Он не смог увидеть Софию Кунде, которая для путешествия в Москву оделась в темное: в черное платье и меховую кофточку. Границын говорит: «Я не сразу вас узнал: так привык к серой тальме, — и продолжает, — зачем же это вы тальму не надели? Еще простудитесь» (Соловьева 1912, 112). Выбор одежды с более отчетливым контуром — черным — ассоциируется с большей конкретностью персонажа, которая могла бы реализоваться в Москве. Меховая кофточка наводит на предположение, что телесное воплощение Софии Кунде относится к природному, даже звериному миру. Повествование, однако, отвечает отрицательно на ожидания, что София Кунде станет более реальной в «дискурсивном пространстве» топоса Москвы.
Путешествие Софии и Границына вызывает предположение о том, что их любовь там осуществится, так как оно напоминает бегство влюбленных. Такое предположение, однако, не сбывается. Любовь главных персонажей не исполняется, наоборот, физическая близость (поцелуи в гостинице) вызывает сложности и разлад между ними. Затем — после возвращения в Петербург — София Кунде бесследно исчезает. Москва как бы не принимает персонажей, лишенных, по существу, своей телесности. Воображаемая Границыным фемининность не воплощается в конкретной, эмпирической и телесной женщине, как — по В. Соловьеву и его последователям — должна была бы воплотиться Вечная Женственность. Вместо этого повесть «Небывалая» показывает, что София (фемининность, Вечная Женственность), ментальная конструкция, воплощается в творчестве — в философской статье Границына «О любви».

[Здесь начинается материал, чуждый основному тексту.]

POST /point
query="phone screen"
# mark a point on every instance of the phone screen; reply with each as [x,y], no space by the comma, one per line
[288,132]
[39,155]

Если вернуться к идее Москвы и Петербурга как дискурсивных пространств, можно заключить, что, подобно Ореаде, для Софии Кунде «не было места» в мире вне сознания Границына, вне петербургской иллюзорности. В драме «Слепой» героиня говорит, что в мире художника Альдора для нее нет места. Повесть «Небывалая» объясняет причину этого: в этом символистском — эстетическом дискурсе, который производит (перформирует) категорию фемининного, нет места для женщины как онтологического субъекта. Как в выводах Зинаиды Гиппиус (стихотворение «Женское» и статья «Зверебог»), в повести Соловьевой «Небывалая» показывается, что объектная позиция Софии Кунде является причиной ее нереализованности в эмпирическом мире, символом которого является город Москва [319] .
319
Тут есть также параллель не только с природным пространством драмы «Слепой», но также с трактовкой природы у Л. Вилькиной, по которой природное — мир растений — выступало пространством, в котором в принципе возможно существование женского субъекта.
Таким образом, типичное для философии Соловьева и эстетики символизма сопоставление реальных женщин с отвлеченной категорией фемининного ставится под вопрос в повести «Небывалая». Как мы увидели выше, повесть «Небывалая» явно показывает, что источником и предпосылкой категории фемининного является сознание творческого субъекта. Не имеющая конкретного воплощения категория фемининного оказывается конструкцией, не эссенцией. У Соловьевой тема слепоты / сверхвидения / отражения ведет к тому же онтологическому вопросу о соотношении категории фемининного с эмпирической реальностью, как и у Гиппиус. У Соловьевой эта тема развивается еще в вопрос о природе «отражения». Платоновская идея о реальном (посюстороннем) как об отражении потустороннего идеального получает у Соловьевой совсем иную интерпретацию, так как она подчеркивает роль зрителя и значение культурного окружения — дискурса [320] .
320
«Небывалую» можно рассматривать также на фоне идей Вейнингера о том, что положительные качества женщин возникают как результат мужской любви и восхищения. Как замечает К. Келли, «[l]ike all solipsists, Weininger was faced with an impossible burden of proof. If the ‘ennobling’ aspects of femininity were a matter of fantasy, why should its degraded aspect not be an illusion. Did ‘femininity’ really exist at all?» (Kelly 1994, 172).